Honors College

The Honors College at Prairie View A&M University is advancing PVAMU’s Journey to Eminence by elevating recruitment and retention efforts to attract top-tier students and foster an intellectually stimulating environment that promotes leadership, research, and global engagement, prioritizing academic relevance, teaching excellence, and student success. 

Vision 

The Honors College at PVAMU will serve as a national model of Honors education, shaping changemakers, innovative thinkers, and leaders with global impact. Through interdisciplinary inquiry, research, and seminar-style courses, students will engage in practices and exploration that foster a deep sense of responsibility for reimagining systems and communities they serve. 

Mission

The Honors College is dedicated to fostering an enriched environment that encourages students pursuing STEM, Education, the Arts, and community-driven work to engage in dynamic intellectual exchanges, develop advanced problem-solving skills, and contribute meaningfully to their academic communities. Anchored in excellence and guided by purpose, Honors College scholars will be equipped to steward progress with intention. Grounded in PVAMU’s legacy of producing visionary leaders, the Honors College will prepare students with intellectual curiosity & promise and address future challenges with purpose and impact.  

Core Values

  • Curiosity & Rigor
  • Excellence
  • Inquiry 
  • Engagement 
  • Scholarship 
  • Leadership  

Learn more about the University's Honors College at https://www.pvamu.edu/honorsprogram/.

Courses

HCOL 1321 Honors Colloquium II: 3 semester hours.

This course examines creativity as a disciplined and researchable process rather than an innate trait. Drawing from psychology, cognitive science, humanities, and innovation studies, students analyze how original work emerges across domains. Weekly creativity experiments and structured reflection foster metacognitive awareness and disciplined creative practice. Students produce an original scholarly or creative work grounded in research, accompanied by a public presentation and reflective defense.

HCOL 2310 Honors Advanced Seminar Research Design & Interdisciplinary Inquiry: 3 semester hours.

This seminar prepares students for advanced research and innovation by introducing common methodologies across disciplines. Students learn to conduct literature reviews, develop research questions, design studies, analyze data, and validate findings. Collaborative team projects emphasize interdisciplinary problem solving.

HCOL 4310 Honors Capstone Thesis Design or Innovation Project: 3 semester hours.
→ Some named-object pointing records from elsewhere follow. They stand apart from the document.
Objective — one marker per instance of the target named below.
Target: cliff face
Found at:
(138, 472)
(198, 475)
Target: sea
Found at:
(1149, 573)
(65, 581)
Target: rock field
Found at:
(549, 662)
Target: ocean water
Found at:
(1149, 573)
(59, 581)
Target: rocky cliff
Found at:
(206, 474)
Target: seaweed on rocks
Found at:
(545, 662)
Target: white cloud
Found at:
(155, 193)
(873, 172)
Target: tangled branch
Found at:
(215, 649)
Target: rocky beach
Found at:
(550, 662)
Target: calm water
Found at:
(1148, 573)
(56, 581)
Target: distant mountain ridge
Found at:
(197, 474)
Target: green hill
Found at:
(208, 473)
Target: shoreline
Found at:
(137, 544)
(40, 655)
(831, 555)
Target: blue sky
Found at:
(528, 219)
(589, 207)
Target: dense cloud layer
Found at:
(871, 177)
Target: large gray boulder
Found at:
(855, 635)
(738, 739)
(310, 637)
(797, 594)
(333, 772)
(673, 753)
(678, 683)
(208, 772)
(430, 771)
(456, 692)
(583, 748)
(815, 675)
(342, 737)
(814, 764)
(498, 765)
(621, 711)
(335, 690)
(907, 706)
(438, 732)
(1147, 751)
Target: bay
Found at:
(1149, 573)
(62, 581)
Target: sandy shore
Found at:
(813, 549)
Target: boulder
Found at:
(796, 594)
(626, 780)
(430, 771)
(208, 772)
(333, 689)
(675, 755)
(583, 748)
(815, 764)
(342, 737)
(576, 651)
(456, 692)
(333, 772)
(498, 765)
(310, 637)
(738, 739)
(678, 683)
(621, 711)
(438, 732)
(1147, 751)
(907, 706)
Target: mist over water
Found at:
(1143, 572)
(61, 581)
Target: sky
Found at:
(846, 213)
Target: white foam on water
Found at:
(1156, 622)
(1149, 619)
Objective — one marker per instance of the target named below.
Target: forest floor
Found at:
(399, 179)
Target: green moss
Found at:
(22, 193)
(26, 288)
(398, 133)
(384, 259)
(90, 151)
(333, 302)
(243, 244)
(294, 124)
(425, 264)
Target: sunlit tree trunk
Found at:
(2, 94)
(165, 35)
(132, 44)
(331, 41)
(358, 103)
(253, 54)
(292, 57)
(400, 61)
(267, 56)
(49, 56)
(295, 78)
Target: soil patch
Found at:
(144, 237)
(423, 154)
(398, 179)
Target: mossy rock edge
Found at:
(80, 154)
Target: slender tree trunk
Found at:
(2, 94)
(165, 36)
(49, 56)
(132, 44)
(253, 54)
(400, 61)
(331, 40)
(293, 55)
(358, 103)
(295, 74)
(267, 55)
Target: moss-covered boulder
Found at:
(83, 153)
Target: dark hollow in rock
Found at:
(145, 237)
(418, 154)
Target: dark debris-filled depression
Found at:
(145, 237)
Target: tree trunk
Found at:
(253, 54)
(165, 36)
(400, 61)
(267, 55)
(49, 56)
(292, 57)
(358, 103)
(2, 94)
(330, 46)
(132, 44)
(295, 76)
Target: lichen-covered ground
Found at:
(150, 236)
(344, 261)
The capstone represents the culmination of the Honors College curriculum. Students complete a substantial original work -- traditional research thesis, interdisciplinary project, or applied innovation -- demonstrating mastery of inquiry, analysis, and communication. Projects are comparable to publishable scholarship or professional-level deliverables. Students present their work publicly and engage in advanced professional preparation for graduate study or employment.